The Sculpture Garden is to be open to the public from West 54th Street. A lovely egalitarian gesture. However, this instantly converts a peaceful space from secret garden to town square or mall walk. It will no longer be possible to gaze at art uninterrupted here, or have a private moment. You will have eliminated one of New York’s few great sanctuary spaces.

West 53rd Street will be the site of the double-height glass-faced galleries you’re calling the Gray Box and the Art Bay. These spaces are intended for performances, events, installations, and such. Mr. Lowry says, “This is the influence of PS1.” Everyone loves PS1; but MoMA isn’t PS1. Nor should it be! This plan will create havoc on West 53rd Street, as people carrying synthetic coffee drinks will stand there gawking at people who are trying to focus on the art inside this box. You will have built galleries that are useless for anything that needs time, quiet, concentration — the creation of which is supposed to be the point of this arduous reconstruction. No one bemoans MoMA’s dearth of performances, installations, or transparency. All bemoan MoMA’s lack of space for the pre-1980 permanent collection.

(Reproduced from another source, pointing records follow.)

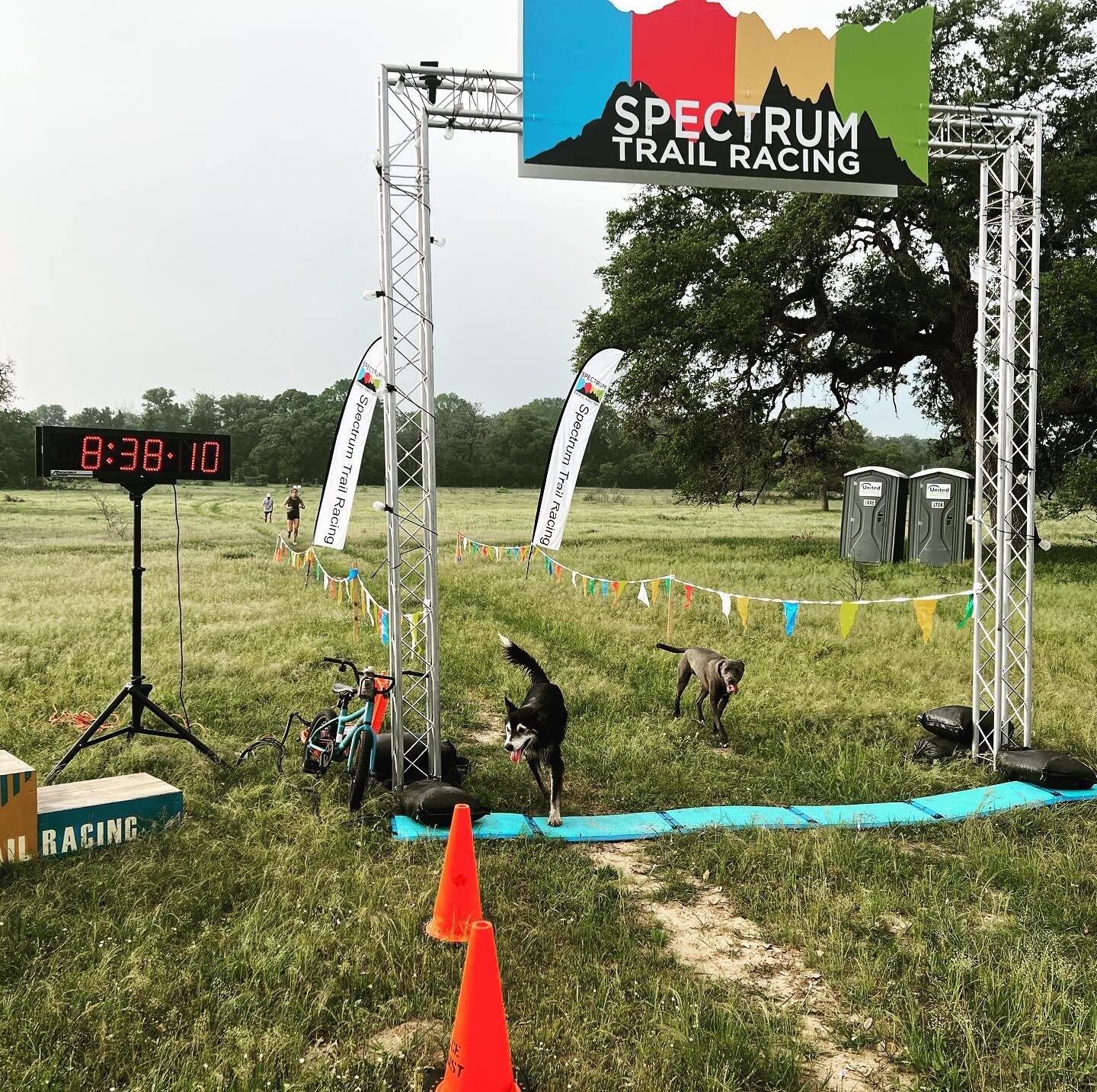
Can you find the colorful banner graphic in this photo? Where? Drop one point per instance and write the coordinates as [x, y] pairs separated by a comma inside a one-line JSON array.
[[693, 94], [648, 590], [573, 431], [333, 513]]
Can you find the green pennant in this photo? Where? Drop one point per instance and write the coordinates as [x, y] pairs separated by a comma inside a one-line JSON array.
[[969, 610]]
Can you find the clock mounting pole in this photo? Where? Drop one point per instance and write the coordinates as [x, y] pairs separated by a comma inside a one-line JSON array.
[[136, 690]]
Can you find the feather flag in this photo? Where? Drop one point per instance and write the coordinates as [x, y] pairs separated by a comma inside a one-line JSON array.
[[570, 445], [847, 613], [333, 511], [791, 613], [925, 610]]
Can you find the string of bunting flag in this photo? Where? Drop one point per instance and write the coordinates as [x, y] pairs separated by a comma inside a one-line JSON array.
[[925, 606], [350, 588]]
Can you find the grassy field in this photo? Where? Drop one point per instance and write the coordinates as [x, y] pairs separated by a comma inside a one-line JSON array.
[[257, 945]]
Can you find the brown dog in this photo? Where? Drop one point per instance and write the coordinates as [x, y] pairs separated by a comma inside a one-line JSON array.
[[718, 677]]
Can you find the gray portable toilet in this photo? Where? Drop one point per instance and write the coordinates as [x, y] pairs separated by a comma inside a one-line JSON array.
[[873, 515], [940, 503]]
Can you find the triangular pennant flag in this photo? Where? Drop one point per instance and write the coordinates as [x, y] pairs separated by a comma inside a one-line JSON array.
[[791, 610], [847, 613], [969, 610], [925, 610], [743, 606]]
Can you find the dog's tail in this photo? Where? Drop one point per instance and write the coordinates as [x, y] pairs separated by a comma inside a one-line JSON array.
[[520, 658]]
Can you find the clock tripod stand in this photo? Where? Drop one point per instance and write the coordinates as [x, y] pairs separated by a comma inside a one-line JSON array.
[[136, 690]]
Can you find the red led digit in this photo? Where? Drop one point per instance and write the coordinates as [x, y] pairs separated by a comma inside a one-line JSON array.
[[132, 454], [91, 453], [154, 456], [209, 466]]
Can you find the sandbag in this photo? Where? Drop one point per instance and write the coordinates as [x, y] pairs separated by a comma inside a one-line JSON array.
[[949, 722], [433, 802], [454, 766], [1050, 768], [934, 748]]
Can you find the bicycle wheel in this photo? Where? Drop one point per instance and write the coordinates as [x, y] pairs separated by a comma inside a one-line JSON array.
[[360, 768]]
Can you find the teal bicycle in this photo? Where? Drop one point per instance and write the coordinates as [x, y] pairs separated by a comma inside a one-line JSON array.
[[341, 735]]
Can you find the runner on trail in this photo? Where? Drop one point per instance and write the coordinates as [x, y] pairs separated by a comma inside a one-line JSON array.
[[293, 506]]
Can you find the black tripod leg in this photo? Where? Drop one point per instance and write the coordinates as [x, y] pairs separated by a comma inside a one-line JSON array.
[[179, 729], [90, 731]]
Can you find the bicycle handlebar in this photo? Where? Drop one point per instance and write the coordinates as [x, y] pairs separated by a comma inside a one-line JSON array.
[[358, 674]]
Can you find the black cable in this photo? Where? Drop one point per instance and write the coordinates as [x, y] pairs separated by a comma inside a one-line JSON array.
[[179, 598]]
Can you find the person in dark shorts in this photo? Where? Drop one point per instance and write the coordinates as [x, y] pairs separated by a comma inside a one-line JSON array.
[[293, 505]]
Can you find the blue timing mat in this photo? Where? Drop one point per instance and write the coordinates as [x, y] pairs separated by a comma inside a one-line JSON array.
[[948, 807]]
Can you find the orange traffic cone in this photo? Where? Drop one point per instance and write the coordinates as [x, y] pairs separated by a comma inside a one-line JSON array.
[[458, 902], [480, 1049]]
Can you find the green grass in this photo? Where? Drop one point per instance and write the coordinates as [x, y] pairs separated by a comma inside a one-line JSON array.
[[222, 953]]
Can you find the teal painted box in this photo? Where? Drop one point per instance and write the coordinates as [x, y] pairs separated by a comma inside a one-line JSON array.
[[104, 812]]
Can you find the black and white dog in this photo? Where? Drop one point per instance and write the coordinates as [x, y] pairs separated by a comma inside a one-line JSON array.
[[718, 676], [536, 728]]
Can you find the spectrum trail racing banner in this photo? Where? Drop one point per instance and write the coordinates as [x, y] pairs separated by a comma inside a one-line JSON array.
[[333, 513], [576, 424], [692, 94]]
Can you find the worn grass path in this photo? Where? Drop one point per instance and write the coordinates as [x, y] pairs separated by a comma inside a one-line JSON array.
[[257, 943]]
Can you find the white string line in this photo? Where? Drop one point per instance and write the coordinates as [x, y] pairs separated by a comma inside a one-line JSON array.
[[734, 595]]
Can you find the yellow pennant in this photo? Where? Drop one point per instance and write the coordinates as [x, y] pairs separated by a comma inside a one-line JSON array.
[[847, 613], [743, 606], [925, 610]]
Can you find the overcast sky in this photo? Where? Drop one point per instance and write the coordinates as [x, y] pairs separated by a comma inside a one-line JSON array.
[[187, 200]]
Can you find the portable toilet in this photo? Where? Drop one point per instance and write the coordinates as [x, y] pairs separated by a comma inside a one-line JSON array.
[[938, 530], [873, 515]]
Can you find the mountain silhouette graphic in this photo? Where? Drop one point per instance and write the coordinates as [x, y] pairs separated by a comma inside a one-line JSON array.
[[879, 164]]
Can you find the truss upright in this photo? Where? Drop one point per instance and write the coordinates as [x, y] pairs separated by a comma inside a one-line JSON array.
[[1007, 146], [413, 101]]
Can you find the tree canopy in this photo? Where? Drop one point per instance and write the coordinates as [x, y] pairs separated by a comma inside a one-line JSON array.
[[733, 302]]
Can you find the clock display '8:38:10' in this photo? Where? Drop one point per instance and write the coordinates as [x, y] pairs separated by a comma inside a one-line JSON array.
[[149, 454]]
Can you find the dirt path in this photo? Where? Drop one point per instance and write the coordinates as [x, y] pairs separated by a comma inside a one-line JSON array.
[[708, 937]]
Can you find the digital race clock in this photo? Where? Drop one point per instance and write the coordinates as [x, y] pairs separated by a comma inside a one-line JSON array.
[[114, 454]]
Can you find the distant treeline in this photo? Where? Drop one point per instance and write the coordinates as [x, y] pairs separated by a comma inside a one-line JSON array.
[[288, 439]]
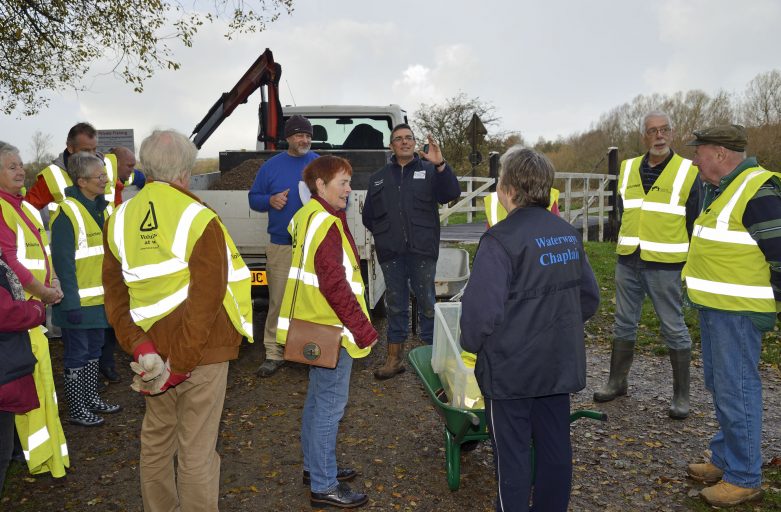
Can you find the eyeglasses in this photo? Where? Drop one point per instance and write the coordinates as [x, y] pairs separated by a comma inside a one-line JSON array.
[[664, 130]]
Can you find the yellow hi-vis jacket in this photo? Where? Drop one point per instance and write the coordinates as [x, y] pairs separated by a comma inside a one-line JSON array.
[[32, 255], [655, 221], [155, 257], [40, 431], [57, 180], [88, 236], [308, 227], [495, 212], [726, 270]]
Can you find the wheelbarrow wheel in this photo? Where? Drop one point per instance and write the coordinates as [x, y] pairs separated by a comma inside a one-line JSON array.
[[453, 461]]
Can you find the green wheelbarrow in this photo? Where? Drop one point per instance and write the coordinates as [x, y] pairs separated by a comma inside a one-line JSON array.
[[461, 425]]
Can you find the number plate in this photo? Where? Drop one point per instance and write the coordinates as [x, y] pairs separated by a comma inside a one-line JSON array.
[[259, 278]]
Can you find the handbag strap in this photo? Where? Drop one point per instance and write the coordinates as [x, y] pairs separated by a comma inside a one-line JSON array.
[[300, 265]]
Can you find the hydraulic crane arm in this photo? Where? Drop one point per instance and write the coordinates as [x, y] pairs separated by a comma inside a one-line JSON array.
[[264, 72]]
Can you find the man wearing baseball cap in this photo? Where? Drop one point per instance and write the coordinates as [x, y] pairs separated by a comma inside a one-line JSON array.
[[275, 191], [733, 277]]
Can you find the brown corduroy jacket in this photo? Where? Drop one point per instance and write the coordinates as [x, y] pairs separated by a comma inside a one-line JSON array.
[[198, 331]]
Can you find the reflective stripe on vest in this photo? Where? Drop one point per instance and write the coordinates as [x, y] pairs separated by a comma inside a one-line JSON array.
[[495, 212], [157, 287], [57, 180], [109, 162], [310, 304], [726, 270], [40, 430], [29, 252], [88, 256], [656, 221]]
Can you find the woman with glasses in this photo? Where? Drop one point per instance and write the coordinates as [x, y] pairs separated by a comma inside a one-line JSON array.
[[77, 253]]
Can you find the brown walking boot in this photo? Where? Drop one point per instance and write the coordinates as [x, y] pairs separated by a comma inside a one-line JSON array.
[[725, 494], [705, 472], [394, 364]]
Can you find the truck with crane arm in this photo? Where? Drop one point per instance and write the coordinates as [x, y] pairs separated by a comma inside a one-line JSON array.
[[360, 134]]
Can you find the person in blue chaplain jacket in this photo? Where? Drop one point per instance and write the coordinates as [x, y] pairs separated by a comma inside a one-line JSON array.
[[523, 310]]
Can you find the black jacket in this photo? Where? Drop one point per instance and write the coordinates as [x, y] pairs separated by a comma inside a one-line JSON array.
[[530, 291], [401, 207]]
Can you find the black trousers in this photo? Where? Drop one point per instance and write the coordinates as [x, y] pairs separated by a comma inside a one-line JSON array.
[[6, 443], [512, 425]]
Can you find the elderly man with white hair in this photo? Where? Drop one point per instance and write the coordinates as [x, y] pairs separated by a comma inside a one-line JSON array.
[[178, 296]]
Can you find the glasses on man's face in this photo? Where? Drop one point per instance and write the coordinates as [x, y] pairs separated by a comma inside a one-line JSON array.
[[664, 130]]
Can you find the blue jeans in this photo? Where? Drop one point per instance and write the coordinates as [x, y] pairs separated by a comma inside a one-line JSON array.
[[731, 346], [401, 273], [512, 424], [326, 399], [81, 346], [107, 351], [664, 289]]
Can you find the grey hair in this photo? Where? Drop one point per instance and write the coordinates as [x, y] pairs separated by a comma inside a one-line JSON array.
[[529, 173], [167, 155], [81, 164], [5, 150], [654, 113]]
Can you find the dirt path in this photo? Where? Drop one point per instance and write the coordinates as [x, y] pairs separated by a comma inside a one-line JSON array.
[[391, 433]]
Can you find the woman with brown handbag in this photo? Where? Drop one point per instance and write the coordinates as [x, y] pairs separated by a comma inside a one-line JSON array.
[[325, 287]]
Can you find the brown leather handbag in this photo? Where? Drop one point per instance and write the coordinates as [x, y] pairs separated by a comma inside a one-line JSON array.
[[309, 342], [313, 343]]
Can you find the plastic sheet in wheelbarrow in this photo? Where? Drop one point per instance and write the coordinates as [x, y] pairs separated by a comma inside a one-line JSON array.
[[457, 378]]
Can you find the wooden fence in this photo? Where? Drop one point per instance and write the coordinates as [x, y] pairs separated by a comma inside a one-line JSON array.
[[585, 199]]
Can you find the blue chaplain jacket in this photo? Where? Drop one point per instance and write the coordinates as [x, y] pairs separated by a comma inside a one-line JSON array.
[[530, 291]]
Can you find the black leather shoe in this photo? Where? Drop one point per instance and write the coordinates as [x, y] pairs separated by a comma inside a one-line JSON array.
[[342, 474], [342, 496], [110, 374]]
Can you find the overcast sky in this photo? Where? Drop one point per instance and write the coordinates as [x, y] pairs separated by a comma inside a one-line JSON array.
[[549, 67]]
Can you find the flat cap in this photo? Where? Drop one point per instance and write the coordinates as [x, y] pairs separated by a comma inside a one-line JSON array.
[[730, 136], [297, 124]]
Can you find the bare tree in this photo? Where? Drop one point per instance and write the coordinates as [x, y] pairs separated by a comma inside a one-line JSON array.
[[448, 123], [39, 147], [762, 99]]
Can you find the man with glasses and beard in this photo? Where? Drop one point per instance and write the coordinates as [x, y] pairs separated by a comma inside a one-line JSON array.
[[275, 191], [659, 203], [401, 211]]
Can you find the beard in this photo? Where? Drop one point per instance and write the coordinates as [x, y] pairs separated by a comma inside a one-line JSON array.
[[300, 149]]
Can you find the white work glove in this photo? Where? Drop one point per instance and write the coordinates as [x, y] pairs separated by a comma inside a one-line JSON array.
[[148, 364]]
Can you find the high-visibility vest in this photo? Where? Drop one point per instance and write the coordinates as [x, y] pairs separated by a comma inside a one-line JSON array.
[[155, 255], [88, 237], [655, 221], [495, 212], [308, 227], [40, 430], [726, 270], [57, 180], [29, 252]]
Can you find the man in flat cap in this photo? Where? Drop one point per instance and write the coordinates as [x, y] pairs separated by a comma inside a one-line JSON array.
[[660, 196], [733, 277], [275, 191]]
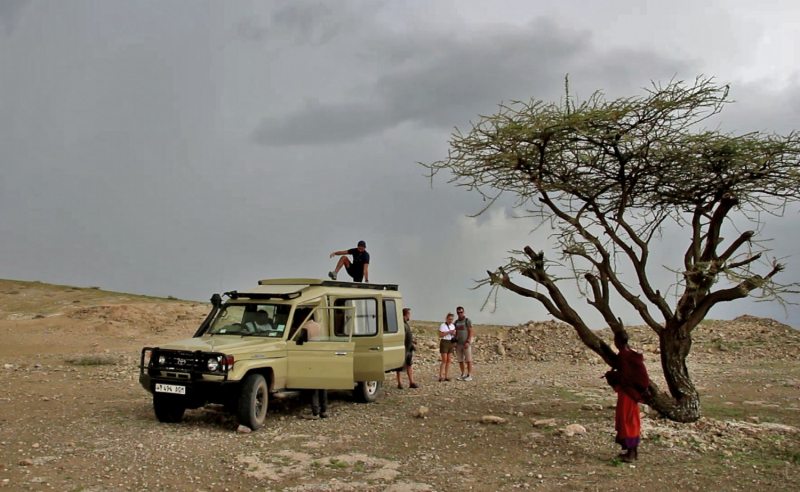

The additional space for that collection will amount to 30,000 square feet. That’s about one Chelsea megagallery, not nearly enough room for showing the planet’s definitive collection of modern art. DS+R hasn’t said yet what it plans for these crucial spaces. We may expect similarly anemic, useless mediocrities.

When I met with your architects and director for three hours last week, they spoke endlessly about performance art, lectures, and installations, and about “accessibility,” “transparency,” and “flow.” They never once uttered the words painting, sculpture, drawing, or photography. This disfigured logic and delusional drivel maintains that discrete objects, especially things that need walls or quiet, are suspect or wearisome. Anyone who understands art still believes that making and displaying things on the wall remains a visionary way of imaging worlds. By building faddish sham spaces like glass-fronted corridor galleries, you will further alienate your first constituency — the wide and diverse art community. MoMA is about to commit an irrevocable masochistic act, a self-destructive abandoning of its first purpose.

Please stop. Reconsider. Don’t be handmaidens to this grotesque tragedy inflicted on a museum built on the backs of artists and the largess and love of art of people like you. MoMA is at a point of no return. This plan should be scrapped.

Respectfully, and with regrets, 
Jerry Saltz
Senior Art Critic, New York Magazine

* Editor’s note: This post has been revised. An earlier, unfinished edit was briefly posted in error.